Mais um dia daqueles em que a mente resolve, por conta própria, se ocupar com pensamentos indevidos, reflexões que em nada ajudam, mas por sorte já me acostumei com isso, e faço disso meu passatempo, colocando no papel os meus conflitos mentais.
Sabe aqueles dias em que você acorda sentindo que algo está errado, que muita coisa está faltando em sua vida, se sentindo incompleto de uma maneira que nunca se sentiu antes, e o pior, sem nem saber o porquê disso?
Pois é, acordei assim hoje, brigando com meus pensamentos que me torturavam sem se revelarem por completo, eu sentia, mas não sabia porque, um vazio, uma falta, um buraco precisando ser preenchido por só Deus sabe o quê.
Isso já aconteceu comigo outras vezes, e nessas outras vezes eu mesmo fui meu pior vilão, dando de bandeja as armas que minha insegurança necessitava pra me torturar, hoje em dia já não ajo dessa maneira, sei lá, parece que aprendi, ao menos espero, a lidar com essas situações, ou ao menos camuflá-las tempo bastante pra que minha mente sossegue.
Com o tempo a gente aprende que tudo é uma questão de escolha, eu posso deixar que meus medos me torturem, que minha insegurança me derrube, que meu excesso de cautela me algeme, ou posso malhar minha coragem quando os medos se revelarem, treinar o ato de me equilibrar quando a insegurança tentar me derrubar, e se ela conseguir, treino o ato de me levantar de cabeça erguida, posso escolher por usar as mesmas algemas da cautela pra me prender as coisas que sempre quis e só largar quando elas me pertencerem!
Posso deixar que os pesadelos me aterrorizem, posso permitir que o pessimismo me faça desistir antes mesmo de tentar, posso resolver acreditar que de nada adianta ter fé.
Mas também posso fazer dos pesadelos um terreno conhecido e me tornar um verdadeiro guerreiro, posso usar o pessimismo para perceber que a cada chance perdida uma nova surge, e posso perceber que se posso acreditar que não adianta ter fé, também posso acreditar no contrário, porque isso é ter fé, acreditar.
Eu posso permitir que o vazio venha me consumir, ou posso usá-lo pra preencher minha vida com coisas novas.
Tudo em nossa vida pode ter dois destinos, se tornar uma arma ou se tornar uma ferramenta, a gente que escolhe, a gente pode escolher transformar os acontecimentos em arma e apontar pra nossa própria cabeça ou apontar para os outros, esquecendo de não querer pra ninguém o que não queremos para nós mesmos, ou podemos transformar os acontecimentos em ferramentas, e usá-las para edificar a nossa vida, que não passa disso, de um edifício em eterna edificação!
Tudo também é uma questão de saber enxergar o que está havendo ao seu redor, você pode aceitar um acontecimento triste como infortúnio e deixar que a dor passe com o tempo, ou pode vê-lo como um aprendizado e aproveitar para malhar seu coração, e quando menos esperar, vai perceber que se tornou a pessoa forte que nunca imaginou que poderia ser.

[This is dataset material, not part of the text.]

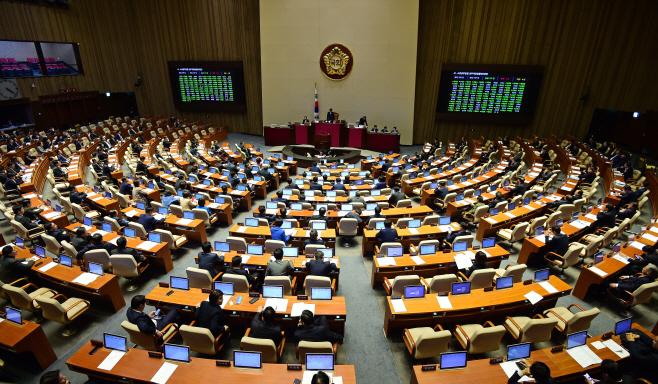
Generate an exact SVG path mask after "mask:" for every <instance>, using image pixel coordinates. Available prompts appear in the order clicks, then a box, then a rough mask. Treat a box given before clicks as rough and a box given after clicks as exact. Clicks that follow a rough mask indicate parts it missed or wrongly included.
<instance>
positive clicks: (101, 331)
mask: <svg viewBox="0 0 658 384" xmlns="http://www.w3.org/2000/svg"><path fill="white" fill-rule="evenodd" d="M229 141H230V142H231V143H238V142H240V141H245V142H247V143H252V144H254V146H256V147H260V148H261V150H263V151H264V152H266V156H267V155H268V153H267V151H270V150H271V149H272V148H270V147H267V146H265V144H264V141H263V138H262V137H259V136H251V135H243V134H229ZM277 149H278V148H277ZM420 149H421V146H403V147H402V148H401V152H402V154H413V153H414V152H415V151H419V150H420ZM124 171H125V172H127V169H125V165H124ZM89 181H92V180H89ZM272 194H273V192H270V194H269V196H268V197H271V196H272ZM44 197H45V198H50V199H54V195H53V194H52V190H51V186H50V185H49V184H48V183H46V188H45V190H44ZM412 200H413V202H414V205H418V204H419V198H414V199H412ZM260 203H261V202H260V201H257V202H256V204H255V205H256V206H257V205H258V204H260ZM650 212H651V207H650V205H648V204H647V206H645V208H644V211H643V214H642V216H641V217H640V219H639V220H638V224H643V223H646V222H648V220H649V219H650ZM250 216H251V212H241V213H239V214H237V215H235V217H234V221H235V222H243V221H244V219H245V218H246V217H250ZM71 222H73V220H71ZM636 229H637V228H636ZM0 233H2V235H3V236H4V238H5V240H6V241H11V240H12V239H13V238H14V233H13V231H12V230H11V226H10V225H9V223H7V222H6V221H1V222H0ZM227 234H228V231H227V228H226V227H214V228H212V229H210V230H209V232H208V240H209V241H211V242H212V241H221V240H224V239H225V238H226V236H227ZM346 241H347V240H346V239H342V238H339V239H338V241H337V243H338V244H339V245H337V250H336V252H337V254H338V255H339V256H340V257H341V283H340V287H339V289H338V292H337V295H338V296H344V297H345V298H346V305H347V313H348V316H347V322H346V326H345V343H344V344H343V345H341V346H340V347H339V349H338V361H337V362H338V363H339V364H351V365H355V367H356V377H357V382H359V383H387V384H388V383H398V382H399V383H402V384H406V383H409V380H410V377H411V367H412V366H413V365H414V364H421V363H423V362H419V361H414V359H412V358H411V357H410V356H409V353H408V352H407V350H406V347H405V344H404V342H403V340H402V338H401V335H400V334H399V333H394V334H393V335H391V336H390V337H389V338H388V339H387V338H386V337H385V336H384V333H383V316H384V303H385V292H384V290H383V289H382V288H381V287H377V288H376V289H374V290H373V289H372V288H371V287H370V278H369V274H370V270H371V266H372V258H371V257H362V255H361V238H360V237H357V238H355V239H351V240H349V243H350V247H347V248H346V247H343V244H344V243H345V242H346ZM503 246H504V247H508V246H507V245H503ZM519 249H520V244H519V245H514V246H513V247H512V250H511V253H512V256H511V258H510V261H512V262H514V261H515V260H516V257H517V255H518V252H519ZM199 250H200V244H195V243H193V244H189V243H188V245H186V246H184V247H183V248H182V249H180V250H179V251H177V252H175V254H173V255H172V256H173V259H174V266H175V268H174V270H173V271H172V272H171V273H170V274H165V273H164V270H162V269H158V268H150V270H149V271H148V272H147V273H146V275H145V276H143V277H142V278H140V279H139V280H138V281H137V285H138V286H139V288H138V290H136V291H134V292H127V291H125V289H124V297H125V299H126V302H127V303H129V302H130V299H131V298H132V297H133V296H134V295H137V294H146V293H148V292H149V291H150V290H152V289H153V288H154V287H155V286H156V285H157V283H158V282H159V281H166V280H168V276H169V275H173V276H185V269H186V268H187V267H190V266H194V265H195V264H194V256H195V255H196V254H197V253H198V252H199ZM504 265H506V263H504V264H503V266H504ZM579 270H580V267H576V268H570V269H569V270H567V272H566V275H567V279H566V282H567V283H568V284H570V285H572V286H573V285H574V284H575V282H576V279H577V275H578V273H579ZM524 277H525V278H531V277H532V270H531V269H528V271H527V272H526V275H525V276H524ZM126 282H127V281H126V280H125V279H120V284H121V285H122V287H124V288H125V286H126V285H127V284H126ZM588 299H589V298H588ZM574 302H577V303H579V304H580V305H582V306H583V307H584V308H586V309H587V308H591V307H594V306H596V307H599V308H600V309H601V311H602V313H601V315H600V316H598V317H597V318H596V319H595V321H594V322H593V324H592V327H591V329H590V334H592V335H597V334H601V333H604V332H607V331H609V330H611V328H612V325H613V324H614V321H616V320H619V319H621V316H620V315H619V312H618V307H617V306H616V305H615V304H614V303H608V302H604V303H600V302H597V301H594V300H592V299H589V300H586V301H585V302H581V301H580V300H577V299H575V298H574V297H573V296H565V297H563V298H561V299H560V300H559V301H558V304H559V305H568V304H571V303H574ZM0 305H3V303H0ZM655 305H656V299H655V298H654V299H653V300H652V301H651V303H649V304H646V305H643V306H640V308H637V309H634V310H633V311H632V313H633V316H634V319H635V321H637V322H638V323H639V324H641V325H642V326H644V327H647V328H649V329H651V328H653V325H654V324H655V322H656V316H655V313H654V312H652V311H650V310H649V308H651V307H655ZM126 309H127V307H126V308H124V309H122V310H121V311H119V312H118V313H112V312H111V308H107V307H103V306H101V305H98V304H97V303H95V302H94V305H93V307H92V309H90V310H89V311H87V312H86V313H85V314H84V315H83V317H84V319H83V320H84V321H81V322H80V323H79V324H78V327H79V329H78V332H77V333H76V334H75V335H73V336H71V337H63V336H61V331H62V326H61V325H59V324H57V323H54V322H49V321H44V322H43V323H42V327H43V328H44V332H45V333H46V335H47V337H48V339H49V341H50V343H51V344H52V346H53V348H54V349H55V352H56V354H57V356H58V360H57V361H56V362H55V363H54V364H53V365H52V366H51V367H50V368H49V369H48V370H52V369H59V370H61V371H62V373H64V374H65V375H66V376H67V377H68V378H69V380H71V382H72V383H84V382H86V381H87V377H86V376H84V375H81V374H78V373H75V372H72V371H70V370H69V369H68V368H67V366H66V364H65V362H66V360H67V359H68V358H69V357H70V356H71V355H72V354H73V353H75V352H76V351H77V350H78V349H79V348H80V347H81V346H82V345H83V344H85V343H86V342H87V341H88V340H89V339H90V338H94V339H102V334H103V332H109V333H116V334H120V335H123V334H124V332H123V330H122V328H121V326H120V324H121V322H122V321H123V320H124V319H125V311H126ZM25 315H26V316H28V315H27V314H25ZM28 318H29V317H28ZM242 334H243V333H242V330H239V329H234V330H233V332H232V339H231V346H230V347H229V348H226V349H225V350H223V351H222V352H221V353H220V355H219V356H217V358H226V359H230V358H231V356H232V351H233V350H234V349H239V344H240V338H241V336H242ZM503 341H504V345H503V347H501V349H500V350H499V351H497V352H494V353H491V354H487V355H486V356H478V358H484V357H489V356H501V355H504V354H505V352H504V351H505V350H504V348H505V345H506V344H508V343H511V342H512V339H511V338H509V337H507V336H506V337H505V338H504V339H503ZM173 342H175V343H179V342H180V339H174V340H173ZM553 342H555V343H557V342H559V340H554V341H553ZM544 344H546V345H536V346H535V347H537V348H544V347H547V346H549V345H551V344H552V343H544ZM459 349H461V348H460V347H459V345H458V343H457V342H456V341H454V340H453V343H452V345H451V350H459ZM0 358H2V359H3V360H4V361H5V369H4V371H3V372H2V373H0V382H15V383H38V380H39V377H40V376H41V374H42V372H39V371H38V370H35V369H34V364H35V362H34V360H33V359H31V358H25V357H23V356H15V355H12V354H10V353H7V352H5V351H2V350H0ZM296 361H297V360H296V358H295V344H294V341H293V338H292V337H289V338H288V342H287V343H286V346H285V349H284V356H283V359H282V363H294V362H296Z"/></svg>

Você pode simplesmente abrir mão de lutar por seus sonhos e se acostumar com o pouco que a vida oferece praticamente de graça, algo que chamamos de rotina, ou você pode começar a acreditar mais na sua capacidade de ser feliz, se renovando e fazendo as coisas que sempre quis.

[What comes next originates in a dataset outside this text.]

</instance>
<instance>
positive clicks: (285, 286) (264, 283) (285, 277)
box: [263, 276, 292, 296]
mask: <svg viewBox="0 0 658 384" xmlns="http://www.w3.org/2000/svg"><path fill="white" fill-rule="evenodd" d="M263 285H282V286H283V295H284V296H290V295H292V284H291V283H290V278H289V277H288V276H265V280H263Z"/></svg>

Você pode optar por se arrepender ao não falar algo, fazer algo, expressar o que sente, ou você pode abrir seu coração, soltar o que está preso e lavar sua alma com o ato de chorar!
Eu escolhi não deixar que minha que mente me torture com pensamentos indevidos, optei por desabafar num papel as coisas que me incomodam, que me machucam, assim como as que me confortam e me curam, sou um poeta de momento, minha poesia se faz com o que estou sentindo, e assim eu me alivio, e essa minha maneira em nada difere das escolhas que citei acima, na verdade ela é mais sutil e até mais covarde, mas felizmente funciona.
E você, escolhe se deixar auto oprimir? Ou escolhe fazer de tudo uma lição pra sua fraqueza se tornar força?